Students remember MLK through acts of service

Forty-eight years have passed since Martin Luther King Jr.’s assassination, and his memory and efforts to bring equality in America continue to be remembered.

The Black Student Alliance is hosting a week of celebration and remembrance for Martin Luther King Jr. from Tuesday, Jan. 19 to Jan. 22.

“We’ll have a Martin Luther King remembrance day and it’ll be strengthening our community through service because MLK did a lot of service for the black community,” said Semehar Ghebrekidan, senior global studies major and BSA president.

The events will begin with a remembrance ceremony. According to Kas Williams, adviser for African American programs, the ceremony will consist of honoring individuals who have died throughout the year related to issues of race.

“We want to remember them in a positive light.
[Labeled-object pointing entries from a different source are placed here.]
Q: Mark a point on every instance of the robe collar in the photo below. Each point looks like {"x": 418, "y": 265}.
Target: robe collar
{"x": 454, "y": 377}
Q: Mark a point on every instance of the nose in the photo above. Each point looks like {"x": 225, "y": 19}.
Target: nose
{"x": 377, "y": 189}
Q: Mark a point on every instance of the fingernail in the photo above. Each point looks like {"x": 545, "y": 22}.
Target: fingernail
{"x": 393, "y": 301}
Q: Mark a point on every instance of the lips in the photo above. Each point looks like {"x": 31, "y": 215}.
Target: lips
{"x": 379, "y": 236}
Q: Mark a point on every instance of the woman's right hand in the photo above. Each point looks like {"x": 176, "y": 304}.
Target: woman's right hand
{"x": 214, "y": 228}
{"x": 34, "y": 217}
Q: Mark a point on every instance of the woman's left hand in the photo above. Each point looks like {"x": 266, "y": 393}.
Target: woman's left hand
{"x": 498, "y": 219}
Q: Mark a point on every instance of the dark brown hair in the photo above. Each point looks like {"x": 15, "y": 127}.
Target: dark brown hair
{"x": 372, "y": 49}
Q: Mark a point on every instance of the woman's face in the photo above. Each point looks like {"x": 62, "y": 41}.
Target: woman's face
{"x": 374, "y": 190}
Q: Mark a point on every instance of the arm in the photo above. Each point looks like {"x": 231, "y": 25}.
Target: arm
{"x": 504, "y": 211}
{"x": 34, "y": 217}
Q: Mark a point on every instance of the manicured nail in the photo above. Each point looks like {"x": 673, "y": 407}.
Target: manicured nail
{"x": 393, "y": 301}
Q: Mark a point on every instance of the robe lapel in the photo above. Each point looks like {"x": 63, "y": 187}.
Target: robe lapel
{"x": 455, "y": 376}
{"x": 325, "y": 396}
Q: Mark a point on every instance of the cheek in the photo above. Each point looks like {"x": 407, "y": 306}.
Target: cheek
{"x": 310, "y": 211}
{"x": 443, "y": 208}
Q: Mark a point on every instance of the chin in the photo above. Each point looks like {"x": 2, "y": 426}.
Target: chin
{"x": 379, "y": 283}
We don’t want to discuss what happened. We just say this person was a person and they had a voice,” Williams said. “[Not] to talk about what happened, but to show them as they were as human beings.”

Each year the remembrance ceremony has a theme. Last year’s ceremony focused on nonviolence and promoted #BlackLivesMatter. This year, the focus will be on service and improving the community.

“We want to remember his life and his legacy because some people don’t really know about him,” Ghebrekidan said. “It’s good to remember those people that helped to pave the way for us to live the way we do today and it’s also a good thing to remember the people who sacrificed for us.”

The service projects will be commemorative service, Ghebrekidan said, and students will also present about the service they provided in their communities.

Other events during the remembrance week include a community service project at the Boys and Girls Club of Brookings, a teach-in session regarding Ferguson and film-showing of “Selma.”

“[The Martin Luther King Jr.] events, definitely much like the Native American Day event we had, is to advance an awareness of the past and how it very much informs our present and our future,” said Charlotte Davidson, the special assistant to the president for diversity and Native American affairs. “These issues for sure have relevancy to our campus—to higher education context.”

 During the week of Martin Luther King Day, the Office of Diversity, Equity and Community will be hosting events: Breaking the Silence: the Pervasiveness of Oppression, Teaching as an Act of Love: Strategies and Practices and Politics of Research and Scholarship: Seminar for Women faculty.

 “We can’t stop what he did. We have to keep continuing what he did,” Ghebrekidan said. “Progressing to see if we can be a better society, a better nation all together.”